Il risanamento cognitivo aumenta l'interesse per la riabilitazione

“Gli studiosi in Italia hanno scoperto che la cognitive remediation (CR) nelle persone con schizofrenia ha effetti sull'utilizzo di servizi psichiatrici che persistono per almeno tre anni. Il pattern è rappresentato da minori bisogni per il trattamento in fase acuta, in particolare per quanto riguarda l’ospedalizzazione, e un maggiore impegno con i servizi di riabilitazione ambulatoriale”. Questo è ciò che ha dichiarato Antonio Vita (Università di Brescia, Italia) alla riunione annuale dell'EPA a Nizza.

La ridotta necessità di trattamento in fase acuta, in particolare l'ospedalizzazione, e un maggiore impegno con i servizi di riabilitazione ambulatoriale possono portare al miglioramento delle abilità cognitive

Questi nuovi dati provengono dal follow-up a lungo termine di uno studio randomizzato che ha visto l’aggiunta della CR al consueto trattamento. Nel braccio dello studio con CR, i giorni di ospedalizzazione in una unità di terapia intensiva erano sostanzialmente inferiori al pre-trattamento a tre e cinque anni. Anche se i giorni in ospedale risultavano diminuiti tra i pazienti con trattamento “consueto”, le differenze rispetto al pre-trattamento non erano significative.

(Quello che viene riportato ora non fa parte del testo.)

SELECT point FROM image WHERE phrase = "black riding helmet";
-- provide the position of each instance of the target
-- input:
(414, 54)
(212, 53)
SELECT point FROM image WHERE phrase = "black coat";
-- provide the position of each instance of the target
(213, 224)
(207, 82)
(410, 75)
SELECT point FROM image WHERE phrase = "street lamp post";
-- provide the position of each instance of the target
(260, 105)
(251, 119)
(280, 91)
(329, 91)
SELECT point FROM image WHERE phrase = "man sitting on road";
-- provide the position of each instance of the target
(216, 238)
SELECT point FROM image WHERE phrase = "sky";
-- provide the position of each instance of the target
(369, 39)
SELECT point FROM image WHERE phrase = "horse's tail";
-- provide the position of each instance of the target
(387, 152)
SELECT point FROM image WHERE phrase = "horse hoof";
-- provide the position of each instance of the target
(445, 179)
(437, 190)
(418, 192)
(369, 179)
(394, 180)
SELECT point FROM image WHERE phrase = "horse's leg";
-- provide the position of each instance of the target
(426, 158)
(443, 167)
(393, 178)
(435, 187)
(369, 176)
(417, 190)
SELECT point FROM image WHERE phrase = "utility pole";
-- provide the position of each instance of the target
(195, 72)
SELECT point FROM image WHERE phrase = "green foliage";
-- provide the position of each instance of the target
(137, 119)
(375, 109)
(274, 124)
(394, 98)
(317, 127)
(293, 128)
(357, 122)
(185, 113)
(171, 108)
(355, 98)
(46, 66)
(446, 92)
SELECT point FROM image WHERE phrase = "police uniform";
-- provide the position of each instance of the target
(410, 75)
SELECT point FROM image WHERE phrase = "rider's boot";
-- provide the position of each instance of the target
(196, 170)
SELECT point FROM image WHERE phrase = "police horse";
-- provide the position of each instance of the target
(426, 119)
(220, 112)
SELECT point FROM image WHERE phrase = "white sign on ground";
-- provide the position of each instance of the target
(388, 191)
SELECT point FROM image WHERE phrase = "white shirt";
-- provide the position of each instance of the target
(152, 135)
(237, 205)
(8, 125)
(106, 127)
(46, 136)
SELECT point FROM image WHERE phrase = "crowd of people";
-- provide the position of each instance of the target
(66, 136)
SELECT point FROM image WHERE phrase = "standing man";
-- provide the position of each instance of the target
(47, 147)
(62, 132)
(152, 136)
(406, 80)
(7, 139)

Nel gruppo con CR, il numero totale di interventi ambulatoriali al mese era significativamente più alto rispetto ai livelli di pre-trattamento, tre anni dopo la CR (ma non a cinque anni). Tra i pazienti assegnati al trattamento “consueto”, non vi è stato alcun aumento sostanziale.

Il passaggio ad una assistenza community-based, inclusi i complessi sforzi di riabilitazione, possono riflettere le migliorate capacità cognitive del gruppo di intervento, ha suggerito il professor Vita.

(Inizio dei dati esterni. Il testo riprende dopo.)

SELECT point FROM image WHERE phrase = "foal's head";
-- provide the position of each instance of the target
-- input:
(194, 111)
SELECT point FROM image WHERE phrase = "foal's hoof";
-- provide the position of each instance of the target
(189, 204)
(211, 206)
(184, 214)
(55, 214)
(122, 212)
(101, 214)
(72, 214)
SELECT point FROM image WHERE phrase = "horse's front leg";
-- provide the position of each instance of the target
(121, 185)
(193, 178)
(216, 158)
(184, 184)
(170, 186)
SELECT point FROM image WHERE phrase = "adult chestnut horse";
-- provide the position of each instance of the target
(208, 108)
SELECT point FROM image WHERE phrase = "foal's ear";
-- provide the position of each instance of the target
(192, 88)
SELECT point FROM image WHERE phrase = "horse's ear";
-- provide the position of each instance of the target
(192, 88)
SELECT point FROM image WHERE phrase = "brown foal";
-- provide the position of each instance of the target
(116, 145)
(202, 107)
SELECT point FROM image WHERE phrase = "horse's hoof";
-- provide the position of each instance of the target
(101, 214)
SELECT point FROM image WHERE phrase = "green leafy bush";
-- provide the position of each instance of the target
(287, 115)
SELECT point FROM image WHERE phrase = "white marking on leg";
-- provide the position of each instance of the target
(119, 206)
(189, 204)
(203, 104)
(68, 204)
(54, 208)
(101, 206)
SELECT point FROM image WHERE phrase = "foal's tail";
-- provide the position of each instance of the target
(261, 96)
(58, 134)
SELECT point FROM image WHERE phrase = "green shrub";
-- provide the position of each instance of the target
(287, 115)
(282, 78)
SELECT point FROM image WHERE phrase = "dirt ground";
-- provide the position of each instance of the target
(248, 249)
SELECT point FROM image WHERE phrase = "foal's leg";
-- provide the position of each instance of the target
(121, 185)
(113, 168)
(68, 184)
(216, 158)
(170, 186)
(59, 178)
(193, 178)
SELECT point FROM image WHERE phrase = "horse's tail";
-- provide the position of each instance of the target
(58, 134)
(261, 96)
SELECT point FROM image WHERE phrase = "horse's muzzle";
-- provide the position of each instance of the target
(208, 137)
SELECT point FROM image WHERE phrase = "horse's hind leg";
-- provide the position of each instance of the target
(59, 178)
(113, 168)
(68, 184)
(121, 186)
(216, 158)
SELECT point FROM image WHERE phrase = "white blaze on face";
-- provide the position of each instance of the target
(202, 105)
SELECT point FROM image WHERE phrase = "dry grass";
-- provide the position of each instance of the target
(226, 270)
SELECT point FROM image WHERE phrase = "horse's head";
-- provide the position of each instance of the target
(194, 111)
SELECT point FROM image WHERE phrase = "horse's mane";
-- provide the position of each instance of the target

Uno studio innovativo coinvolge persone ad alto rischio

Si è visto che il rischio di psicosi ultra-elevato è associato a un minore riconoscimento delle emozioni

La professoressa Merete Nordentoft (Centro di salute mentale, Copenaghen, Danimarca) e i suoi colleghi hanno trovato che le persone ad alto rischio di psicosi mostrano, rispetto ai controlli sani, un deficit nella cognizione sociale, nelle capacità sociali e nell’abilità di riconoscere emozioni come rabbia, disgusto e paura. Nel tentativo di affrontare questi problemi, la prof.ssa e i suoi colleghi sono impegnati in un trial controllato e randomizzato di neurocognitive e social cognitive remediation in aggiunta ad un trattamento standard rispetto al solo trattamento standard.

Questo studio, denominato FOCUS, è considerato il primo intervento mirato in una popolazione ad alto rischio di sviluppo di psicosi (circa un terzo di questa popolazione infatti svilupperà psicosi entro tre anni). L’arruolamento prevede 140 persone e i dati di follow-up dovrebbero essere disponibili entro la fine del 2018.